Liz Johnson.Editor.Sew4Home said:
Liz Johnson.Editor.Sew4Home's picture

@ barb c63 - you spotted us in a book? Really? Which book was that?

Tshidi said:
Tshidi's picture

This was understandable and practical. Thank you, you really helped me.

fereshta said:
fereshta's picture

This is very helpful. I am only looking to buy curtains but I want to make sure I get the right size. Thank you for explaining the things I should consider in deciding what size to buy!

lighthouselynne said:
lighthouselynne's picture

Thank you, this really helped me.  So easy to understand.
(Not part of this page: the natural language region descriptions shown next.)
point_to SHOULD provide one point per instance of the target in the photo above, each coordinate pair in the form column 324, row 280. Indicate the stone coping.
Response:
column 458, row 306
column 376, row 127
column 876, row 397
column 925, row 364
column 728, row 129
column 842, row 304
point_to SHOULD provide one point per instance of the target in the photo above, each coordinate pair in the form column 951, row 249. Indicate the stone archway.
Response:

Liz Johnson.Editor.Sew4Home said:
Liz Johnson.Editor.Sew4Home's picture
Hi Haws50 - We've been focusing on very simple panel curtains for most of our designs, for which the width measurements above work well. As we get into more advanced styles, we'll be sure to include measuring tips. Thanks!
Haws50 said:
Haws50's picture
Great Information, will you descuss in further articles how to determin width for various styles of curtains?